Counting service is a really fundamental service that has a lot of counting needs in business, such as likes, favorites, etc. It requires stable counting, meets long-term planning, and isolates from specific business needs.
Counting elements:
who
counting object id
counting object type
counting increment
create time
A single count is achieved by combining the above elements. Looking at it in the context of business, the counting needs are rough as follows:
Number of views for an article
Number of likes for a comment or answer
Number of purchases for a product
And so on.
enum ContentType {
ContentType_UNKNOW = 0;
ContentType_ARTICLE = 1;
ContentType_QUORA = 2;
ContentType_TOPIC = 3;
ContentType_WINELIST = 4;
ContentType_WINECOMMENT = 5;
ContentType_TIMELINE = 6;
}
enum CountingType {
CountingType_UNKNOW = 0;
CountingType_PRAISE = 1;
CountingType_LIKE = 2;
CountingType_COMMENT = 3;
CountingType_VIEW = 4;
CountingType_READ = 5;
CountingType_FORWORD = 6;
CountingType_SHARE = 7;
CountingType_DOWN = 8;
CountingType_REPORT = 9;
CountingType_BUY = 10;
CountingType_SALE = 11;
CountingType_TSASTE = 12;
CountingType_FAVORITE = 13;
}
In addition to these, there are also other needs, such as obtaining the recent count list, for example, the last 20 people who viewed an article.
Storage Structure
To meet the long-term requirements of the system, the storage structure needs to occupy as little space as possible and be highly efficient. Therefore, I have adopted a three-segment storage structure:
Segment 1: time_stamp & increment & counting_type
Segment 2: content_id & member_id
Segment 3: count
Three numbers constitute one counting operation, with each segment represented by an int64 data type. The theoretical size occupation is:
The theoretical storage size for this structure is such that 10GB of storage can hold up to 45 billion counting records, which is quite impressive.
2^8=256
2^16=65535
2^32=40 Billion
---
ONE:
+---+---------------------+------------------+--------------------+
| |counting_type id(16) | increment id(1) | timestamp(ms)41 |
+---+---------------------+------------------+--------------------+
TWO:
+-----------------------------+
| content_id(32) | creater(32)|
+-----------------------------+
THREE:
+-----------------------------+
| total (32) |
+-----------------------------+
query:
[ONE,TWO,THREE]: content_id00000000 >= content_id00000000 && content_id < (content_id+1)00000000
[[ONE,TWO,THREE],[ONE,TWO,THREE],[ONE,TWO,THREE]]
Data Structure
To add some fun to the code, I have chosen a team from a movie as the name for the data structure and assigned roles based on their character traits.
type (
MetaItem struct {
hOne *HuBayi
sTwo *Shirley
wThree WangKaiXuan
hsw []int64
H int64
S int64
W int64
}
// HuBayi: Team Core - The one in charge of every action: "Captain"
HuBayi struct {
time_stamp int64
increment bool
counting_type int64
}
// Shirley: Attentive and meticulous, responsible for intelligence work - "Spy" (or "Intelligence Officer") - records who the target is.
Shirley struct {
content_id int64
member_id int64
}
// WangKaiXuan: Greedy and responsible for managing assets and recording the total count - "Treasurer".
WangKaiXuan int64
)
About the order of these three segments, there is a small trick that will be revealed in the querying section later.
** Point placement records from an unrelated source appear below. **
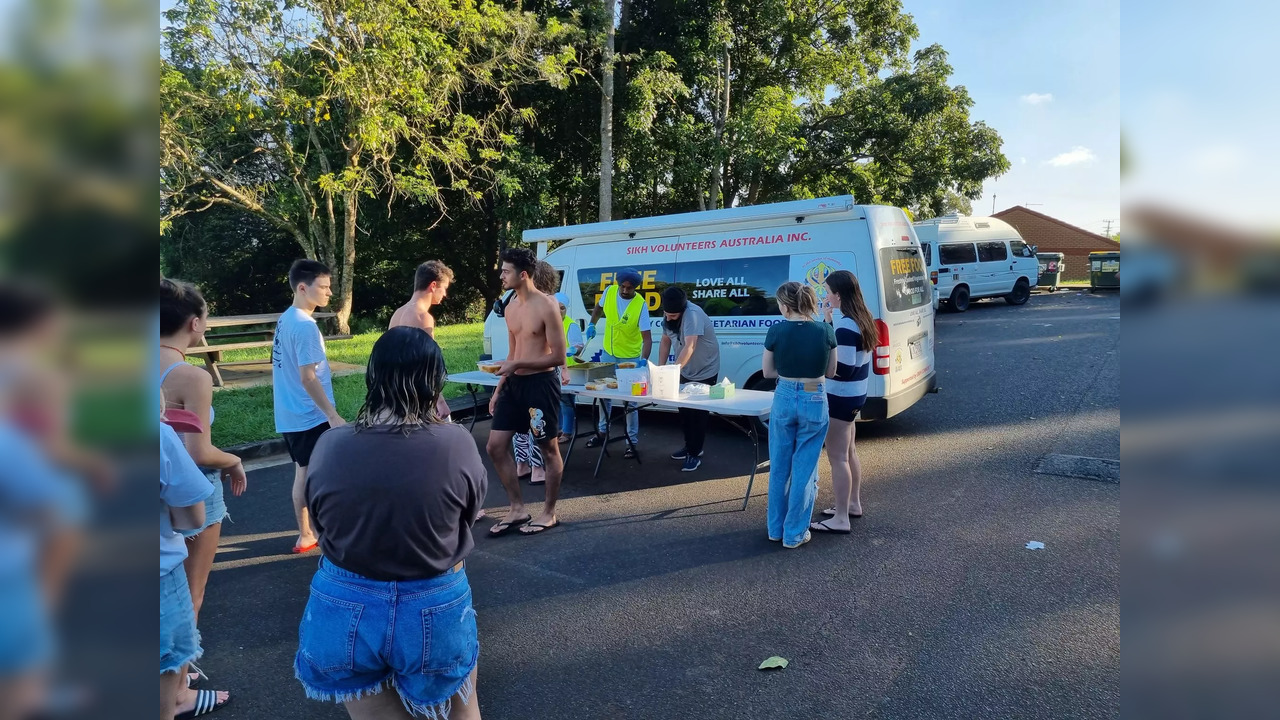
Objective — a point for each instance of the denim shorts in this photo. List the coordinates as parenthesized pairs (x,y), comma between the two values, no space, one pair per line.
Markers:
(215,505)
(26,634)
(360,636)
(179,641)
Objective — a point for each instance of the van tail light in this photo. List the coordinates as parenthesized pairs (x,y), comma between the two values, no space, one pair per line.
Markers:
(881,355)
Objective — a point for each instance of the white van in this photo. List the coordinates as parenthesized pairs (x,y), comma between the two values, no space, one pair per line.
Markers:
(977,258)
(730,261)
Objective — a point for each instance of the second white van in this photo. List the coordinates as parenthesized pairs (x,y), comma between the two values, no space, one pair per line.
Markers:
(977,258)
(730,261)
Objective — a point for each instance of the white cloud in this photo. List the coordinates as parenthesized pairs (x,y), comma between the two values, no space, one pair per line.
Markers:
(1078,155)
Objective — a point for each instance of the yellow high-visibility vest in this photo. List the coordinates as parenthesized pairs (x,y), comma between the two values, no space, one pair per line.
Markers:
(622,335)
(568,323)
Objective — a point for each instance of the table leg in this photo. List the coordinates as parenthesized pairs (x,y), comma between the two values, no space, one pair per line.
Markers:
(475,406)
(604,446)
(755,445)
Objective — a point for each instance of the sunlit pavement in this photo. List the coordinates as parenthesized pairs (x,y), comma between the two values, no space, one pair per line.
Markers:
(658,597)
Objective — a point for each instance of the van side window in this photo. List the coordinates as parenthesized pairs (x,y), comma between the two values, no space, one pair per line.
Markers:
(992,251)
(956,254)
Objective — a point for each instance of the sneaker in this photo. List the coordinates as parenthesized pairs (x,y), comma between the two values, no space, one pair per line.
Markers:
(807,537)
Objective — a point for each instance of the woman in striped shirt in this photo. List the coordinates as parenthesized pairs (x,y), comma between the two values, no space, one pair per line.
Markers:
(846,392)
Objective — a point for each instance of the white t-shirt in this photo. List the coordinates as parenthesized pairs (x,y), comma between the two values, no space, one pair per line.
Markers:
(297,342)
(182,484)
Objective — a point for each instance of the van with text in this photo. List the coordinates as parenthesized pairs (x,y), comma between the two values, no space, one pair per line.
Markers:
(730,263)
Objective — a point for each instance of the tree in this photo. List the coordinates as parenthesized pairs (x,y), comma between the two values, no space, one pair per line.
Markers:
(297,112)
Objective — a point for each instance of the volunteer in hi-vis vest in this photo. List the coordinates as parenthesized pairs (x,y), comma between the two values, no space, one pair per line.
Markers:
(626,338)
(574,343)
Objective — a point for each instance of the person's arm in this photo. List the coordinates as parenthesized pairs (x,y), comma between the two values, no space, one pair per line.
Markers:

Data Structure Construction:
func NewMetaItem(h *HuBayi, s *Shirley, w WangKaiXuan) *MetaItem {
meta := &MetaItem{
hOne: h,
sTwo: s,
wThree: w,
}
meta.Setup()
return meta
}
func (this *MetaItem) Setup() {
this.H = this.hOne.Value()
this.S = this.sTwo.Value()
this.W = int64(this.wThree)
}
As an example, let's use the character "Hu Bayi":
/*
+---+---------------------+------------------+--------------------+
|0 |counting_type id(16) | increment id(1) | timestamp(ms)41 |
+---+--------------------+-------------------+--------------------+
*/
func (this *HuBayi) Value() int64 {
var incrementInt int64
if this.increment {
incrementInt = 1
} else {
incrementInt = 0
}
return this.counting_type<<CountingTypeShift |
incrementInt<<IncrmentShift |
(this.time_stamp - twepoch)
}
func (this *HuBayi) Parse(value int64) (int64, int64, int64) {
time_stamp := (value & MaxTimestamp) + twepoch
increment := (value >> IncrmentShift) & MaxIncrment
counting_type := (value >> CountingTypeShift) & MaxCountingType
return counting_type, increment, time_stamp
}
Scalability
16 bits are reserved for counting_type, which completely satisfies any future expansion requirements.
To achieve maximum scalability, all timestamps do not start from 1997, but rather from a recent time, theoretically allowing the system to operate for another 20 years.
Querying
To query the total count, we only need to retrieve the last counting record, as Wang Kaixuan always records the final result after each counting operation. Here is an explanation of how to perform the query:
+---+---------------------+------------------+--------------------+
| |counting_type id(16) | increment id(1) | timestamp(ms)41 |
+---+--------------------+-------------------+--------------------+
TWO:
+-----------------------------+
| content_id(32) | creater(32)|
+-----------------------------+
As mentioned earlier, we can convert the query operation into a comparison operation, which is much more efficient than string-matching operations.
By sorting the counting records by timestamp and keeping track of the latest count for each content_id and counting_type, we can quickly obtain the total count for each counting_type. Then, we can simply sum up all the latest counts to get the total count.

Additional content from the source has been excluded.